An American survey has found that architecture is the most time-consuming university degree.

Conducted by Indiana University, the 2016 Study of Student Engagement (NSSE) revealed that students in the architecture faculty worked an average of 22.2 hours per week – 2.5 hours more than chemical engineering students, who came in second

The numbers, which were gathered across student surveys from the past year, represent the average amount of time spent preparing for class at college each week, including studying, reading, writing, and doing homework or lab/studio work.

While this particular study is American, it does add to mounting evidence being gathered around the world linking the behavioural trends of the profession to a heightened risk and prevalence of mental illness.

A report published by the US Centre for Disease Control and Prevention showed that architects and engineers are the fifth most likely group to commit suicide by occupation in the US.

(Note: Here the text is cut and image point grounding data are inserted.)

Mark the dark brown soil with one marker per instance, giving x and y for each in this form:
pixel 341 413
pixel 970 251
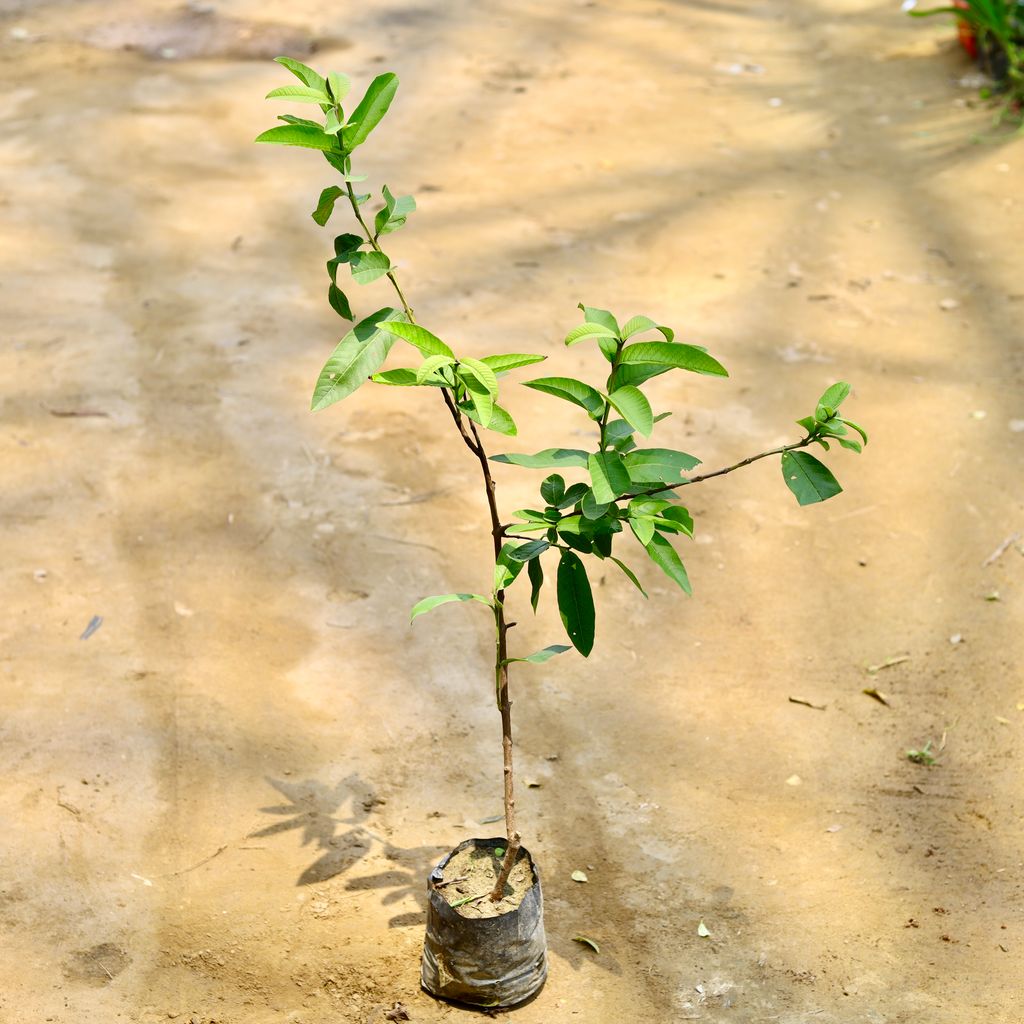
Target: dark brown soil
pixel 478 868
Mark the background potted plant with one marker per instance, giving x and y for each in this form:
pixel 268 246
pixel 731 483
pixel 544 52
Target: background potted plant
pixel 484 942
pixel 992 33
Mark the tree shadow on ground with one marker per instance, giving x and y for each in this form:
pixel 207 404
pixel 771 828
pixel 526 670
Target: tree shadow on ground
pixel 334 820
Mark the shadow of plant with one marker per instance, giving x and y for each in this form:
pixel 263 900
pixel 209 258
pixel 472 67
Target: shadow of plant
pixel 322 813
pixel 334 819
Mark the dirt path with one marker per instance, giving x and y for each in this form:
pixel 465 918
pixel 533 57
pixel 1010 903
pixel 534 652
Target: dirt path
pixel 220 807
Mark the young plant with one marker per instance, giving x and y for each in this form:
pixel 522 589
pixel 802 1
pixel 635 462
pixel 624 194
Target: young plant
pixel 623 491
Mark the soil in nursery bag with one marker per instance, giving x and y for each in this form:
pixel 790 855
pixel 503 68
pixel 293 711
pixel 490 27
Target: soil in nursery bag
pixel 473 870
pixel 477 952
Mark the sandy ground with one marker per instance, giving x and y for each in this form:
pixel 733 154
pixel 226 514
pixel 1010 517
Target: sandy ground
pixel 222 805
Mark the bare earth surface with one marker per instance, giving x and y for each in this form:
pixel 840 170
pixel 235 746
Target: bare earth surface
pixel 222 805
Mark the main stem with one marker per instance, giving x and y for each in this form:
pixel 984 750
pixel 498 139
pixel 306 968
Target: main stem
pixel 472 440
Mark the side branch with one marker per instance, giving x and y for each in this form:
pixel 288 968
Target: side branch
pixel 728 469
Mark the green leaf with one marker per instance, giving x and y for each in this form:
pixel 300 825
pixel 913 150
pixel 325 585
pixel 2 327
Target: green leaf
pixel 636 374
pixel 429 603
pixel 346 249
pixel 358 354
pixel 585 331
pixel 809 479
pixel 304 74
pixel 835 395
pixel 633 406
pixel 430 366
pixel 332 124
pixel 675 519
pixel 300 94
pixel 571 496
pixel 643 528
pixel 631 576
pixel 326 205
pixel 592 314
pixel 553 488
pixel 570 390
pixel 501 422
pixel 506 569
pixel 664 555
pixel 338 86
pixel 640 324
pixel 394 213
pixel 511 360
pixel 609 476
pixel 421 338
pixel 346 246
pixel 576 602
pixel 369 266
pixel 481 397
pixel 591 507
pixel 528 551
pixel 658 465
pixel 535 568
pixel 291 119
pixel 665 353
pixel 309 138
pixel 539 657
pixel 339 302
pixel 372 108
pixel 617 430
pixel 403 377
pixel 548 459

Across the Atlantic in the UK, the profession faces a similar predicament. In 2016, The Architect’s Journal published its annual student survey which revealed that 26 per cent of the students surveyed said they were receiving or had received medical help for mental health problems resulting from their course.

Back home a ground-breaking report from the NSW Architects Registration Board released in 2016 gives an Australian voice to this theory. But in some ways Literature Review Architects and Mental Health goes further than the above surveys by linking these statistics with the behavioural trends traditionally associated with the job, like poor sleep patterns, poor diet, and high-stress environments.

It demonstrates how mental illness is at special risk for those architects working in isolation, like those practicing in rural and regional NSW, as well as students within the architecture faculties of Australian universities. It also notes that behavioural trends traditionally associated with the job, like poor sleep patterns, poor diet, and high-stress environments are now shown to be linked to long term mental illness.

But while the review doesn’t attempt to make conclusive statements about the state of the profession’s mental health and wellbeing as the above do, it does uncover a real lack of conclusive data that could inform such assessments and, subsequently, the establishment of appropriate support systems for the industry going forward.

The next steps, says Timothy Horton, Registrar of the NSW Architects Registration Board, will be to set up a series of targeted focus groups and surveys of both undergraduate and registered architects, so that a clearer picture of the profession’s baseline wellbeing can be realised.